As mentioned above, the present invention has a spiral body for feeding out grains horizontally suspended in a freely rotatable manner at the bottom of the grain tank, and
In a grain tank provided with a grain passage toward the spiral body and a shutter for opening and closing the grain passage near the upper part of the spiral body, above the shutter, there is a grain passage in relation to the rotational direction of the spiral body and the bottom plate of the tank. A partition plate is provided that is tilted downward toward the grain passage a side where the amount of penetration is large, and the inside of the tank is divided into two by the partition plate, and the tank capacity on the side of the grain passage a is a grain passage where the amount of penetration is small. Since it is configured to have a larger capacity than the tank capacity on the b side, although the structure is extremely simple, the grain delivery efficiency of the spiral body can be maintained at the calculated ideal state until all discharge is completed. It is possible to finish the grain discharge quickly without wasting unnecessary discharge time.
Moreover, the larger the total capacity of the tank, the more remarkable the effect becomes.Therefore, it is easy to increase the capacity of the tank, and there are advantages such as the ability of the partition plate to function as a reinforcing member for the tank.

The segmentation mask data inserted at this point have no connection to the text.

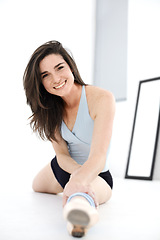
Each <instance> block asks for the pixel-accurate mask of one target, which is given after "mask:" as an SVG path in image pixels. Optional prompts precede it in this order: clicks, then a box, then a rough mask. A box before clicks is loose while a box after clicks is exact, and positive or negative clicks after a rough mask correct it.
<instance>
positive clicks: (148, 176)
mask: <svg viewBox="0 0 160 240" xmlns="http://www.w3.org/2000/svg"><path fill="white" fill-rule="evenodd" d="M156 80H159V81H160V77H157V78H152V79H147V80H143V81H140V82H139V87H138V94H137V100H136V107H135V114H134V120H133V127H132V133H131V140H130V145H129V153H128V160H127V166H126V172H125V178H127V179H139V180H152V178H153V171H154V165H155V157H156V149H157V143H158V133H159V127H160V108H159V113H158V122H157V131H156V136H155V145H154V150H153V158H152V164H151V169H150V175H149V176H132V175H129V173H128V170H129V164H130V156H131V151H132V143H133V138H134V131H135V128H136V117H137V110H138V104H139V101H140V99H139V98H140V91H141V86H142V84H145V83H147V82H151V81H156ZM159 93H160V91H159Z"/></svg>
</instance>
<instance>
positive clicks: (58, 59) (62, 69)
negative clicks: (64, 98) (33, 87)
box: [39, 54, 74, 97]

[Brief explanation of the drawing]

Fig. 1 is an overall perspective view of a combine equipped with the present invention, Fig. 2 is a front view showing the structure of the shutter operating section A, Fig. 3 is a partially cutaway side view showing the connection structure of the grain tank and the thrower, Figure 4 is a front view of the main parts;
Fig. 5 is a partially cutaway perspective view showing the internal structure of the grain tank, Fig. 6 is a side view showing the installation state of safety device B when the thrower is clogged, Fig. 7 is an electrical circuit diagram of safety device B, Figure 8 is a front view of the conventional example, Figure 9 shows the grain storage capacity of each grain passage of the present invention, and Figure 9a shows the main part showing the grain storage capacity on the grain passage a side. A schematic front view, FIG. 9b is a schematic front view of the main part showing the grain storage capacity on the side of the grain passage b, and FIGS. Schematic front view of main parts showing discharge state, Figure 11a
11(c) to 11(c) are schematic front views of main parts showing the conventional operation of discharging grains from the tank. In the figure, 1 is a grain tank, 7 is a spiral body, 8 is a shutter, 17 is a partition plate, and a and b are grain passages, respectively.

Claims (1)

[Scope of utility model registration request] A grain tank in which a spiral body for feeding out grains is rotatably horizontally suspended at the inner bottom of the grain tank, and a grain passage toward the spiral body and a shutter for opening and closing the grain passage are provided near the top of the spiral body. A partition plate is provided above the shutter and is tilted downward toward the grain passage a side where the amount of grain penetration is large in relation to the rotational direction of the spiral body and the tank bottom plate, and the partition plate allows the interior of the tank to be controlled by the partition plate. A grain tank for a combine harvester or the like, characterized in that it is divided into two parts and configured such that the tank capacity on the side of the grain passage a is larger than the tank capacity on the side of the grain passage b, which has a smaller penetration amount.